MLOps 學習筆記（二）：Transformer 架構與 HuggingFace 入門

前言

學完 Phase 1 的訓練迴圈之後，我開始思考一個問題：GPT 和 BERT 這類大語言模型，和我訓練的線性迴歸在結構上有什麼本質差異？

答案是 Transformer 架構，而核心是 Self-Attention 機制。

這個機制解決了一個語言處理的根本問題：「處理一個詞的時候，要怎麼知道句子裡其他詞對它的影響？」

以「銀行旁邊有條河」和「我去銀行存錢」為例，「銀行」這個詞出現在完全不同的語境，意思不同。傳統的 RNN 會順序處理，很難捕捉長距離依賴；Self-Attention 讓每個詞能同時「看到」整個句子，動態決定關注哪些詞。

背景知識

神經網路的核心三步驟

步驟	說明
Forward Pass（前向傳播）	資料從輸入層流向輸出層，得到預測值
Loss Function	衡量預測和真實的差距（CrossEntropy、MSE）
Backpropagation（反向傳播）	用 chain rule 從輸出往回算每個參數的梯度

Activation Function 為什麼重要？

如果沒有 activation function，不管疊幾層線性層，整個網路等價於一層線性變換，沒辦法學習非線性關係：

沒有 activation：Linear → Linear → Linear ≡ 一個 Linear
有 activation：Linear → ReLU → Linear → ReLU → Linear（真正的深度網路）

ReLU 是最常用的選擇：簡單、計算快、梯度不容易消失：

$\text{ReLU}(x) = \max(0, x)$

Transformer 的核心：Q、K、V

Self-Attention 把每個 token 轉成三個向量：

Q（Query）：「我想找什麼資訊？」
K（Key）：「我有什麼資訊？」
V（Value）：「我實際提供的內容」

計算流程：Q 和每個 K 做內積 → Softmax 得到注意力權重 → 對 V 做加權平均（如圖 1 所示）：

$\text{Attention}(Q, K, V) = \text{softmax}\!\left(\frac{QK^\top}{\sqrt{d_k}}\right)V$

Self-Attention Q、K、V 視覺隱喻

圖1 ▲ Q（放大鏡）對準每個 K（文件夾）做配對，配對權重決定從 V（數據流）中提取多少資訊

Phase 2 實作解析

手動實作 Scaled Dot-Product Attention

import torch
import torch.nn.functional as F
import math

def scaled_dot_product_attention(Q, K, V, mask=None):
    """
    Q, K, V: (batch, seq_len, d_k)
    """
    d_k = Q.shape[-1]

    # Q @ K^T：計算每對 token 的相關性分數
    scores = Q @ K.transpose(-2, -1) / math.sqrt(d_k)
    # 除以 sqrt(d_k) 避免內積值太大導致 Softmax 梯度消失

    if mask is not None:
        scores = scores.masked_fill(mask == 0, float('-inf'))

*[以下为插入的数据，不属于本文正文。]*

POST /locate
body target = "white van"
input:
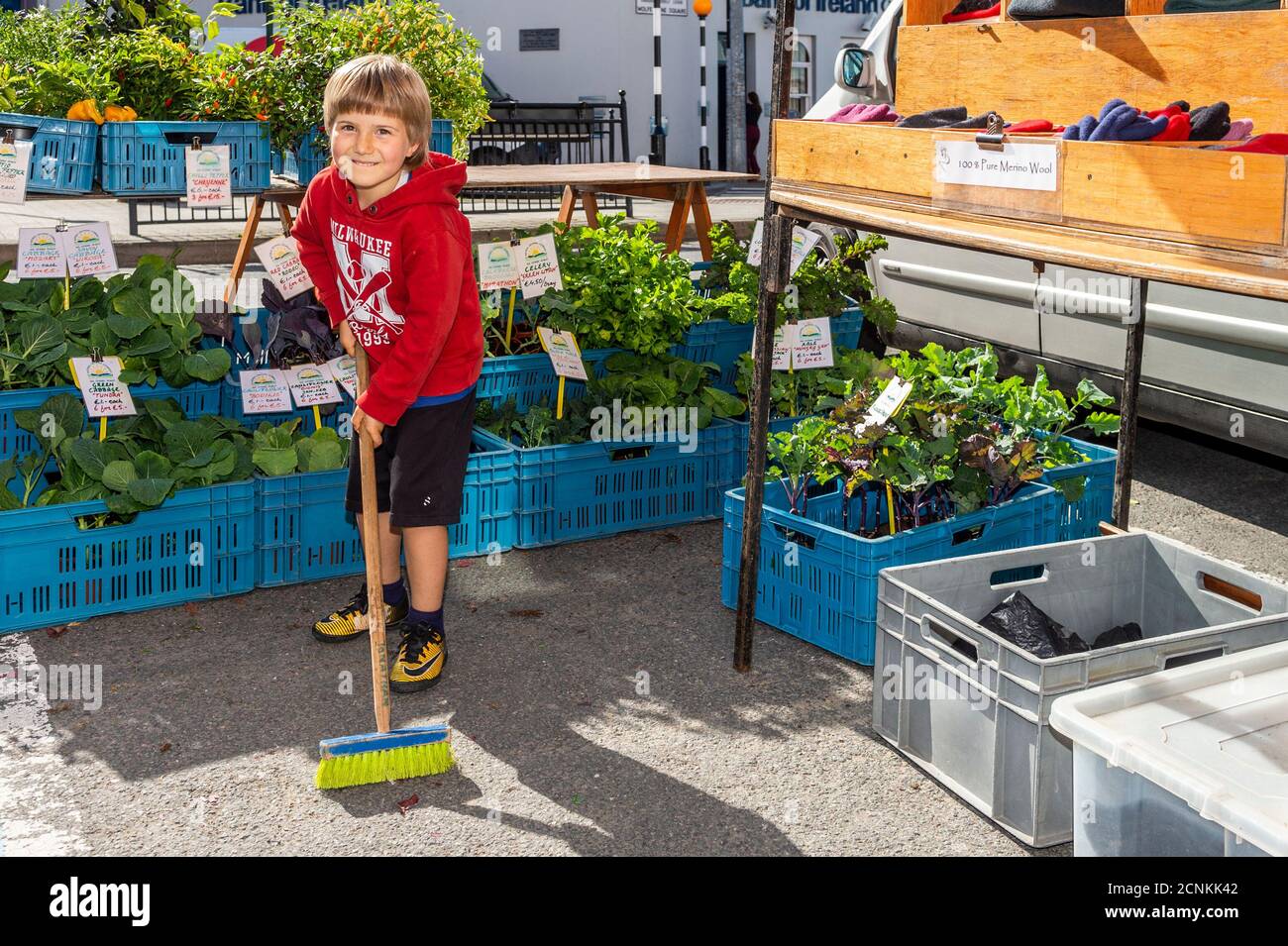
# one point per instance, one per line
(1214, 362)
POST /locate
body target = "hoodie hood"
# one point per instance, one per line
(438, 180)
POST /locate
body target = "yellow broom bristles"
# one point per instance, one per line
(385, 765)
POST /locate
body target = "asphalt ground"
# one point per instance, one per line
(591, 693)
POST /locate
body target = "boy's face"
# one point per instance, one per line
(370, 150)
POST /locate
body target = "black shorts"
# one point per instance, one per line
(420, 467)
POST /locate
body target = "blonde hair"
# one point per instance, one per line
(381, 85)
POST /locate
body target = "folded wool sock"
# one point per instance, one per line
(979, 121)
(1263, 145)
(844, 111)
(1029, 126)
(934, 119)
(1211, 123)
(1177, 129)
(1239, 129)
(1175, 108)
(1125, 124)
(1218, 5)
(1064, 9)
(973, 9)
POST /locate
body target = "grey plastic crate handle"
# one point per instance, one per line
(1168, 659)
(1220, 587)
(941, 636)
(1046, 573)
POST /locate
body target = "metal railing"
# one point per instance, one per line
(546, 133)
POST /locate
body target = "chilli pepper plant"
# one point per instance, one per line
(147, 318)
(962, 439)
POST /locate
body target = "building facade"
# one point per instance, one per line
(570, 51)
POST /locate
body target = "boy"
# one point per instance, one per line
(389, 253)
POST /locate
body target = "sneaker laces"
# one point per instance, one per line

    # Softmax → 每列加總為 1 的注意力權重
    attn_weights = F.softmax(scores, dim=-1)

    # 加權平均 V
    return attn_weights @ V, attn_weights

為什麼要除以 $\sqrt{d_k}$ ？當維度很高時，內積的值會很大，Softmax 後梯度幾乎消失（某一個位置的權重趨近 1，其他趨近 0），縮放是為了保持梯度穩定。

Multi-Head Attention：同時從多個角度理解

單一 Attention 只能關注一種關係。Multi-Head 讓模型同時從多個角度做 Attention，最後合併（架構如圖 2 所示）：

class MultiHeadAttention(nn.Module):
    def __init__(self, d_model, num_heads):
        super().__init__()
        self.d_k = d_model // num_heads
        self.num_heads = num_heads

        self.W_q = nn.Linear(d_model, d_model)
        self.W_k = nn.Linear(d_model, d_model)
        self.W_v = nn.Linear(d_model, d_model)
        self.W_o = nn.Linear(d_model, d_model)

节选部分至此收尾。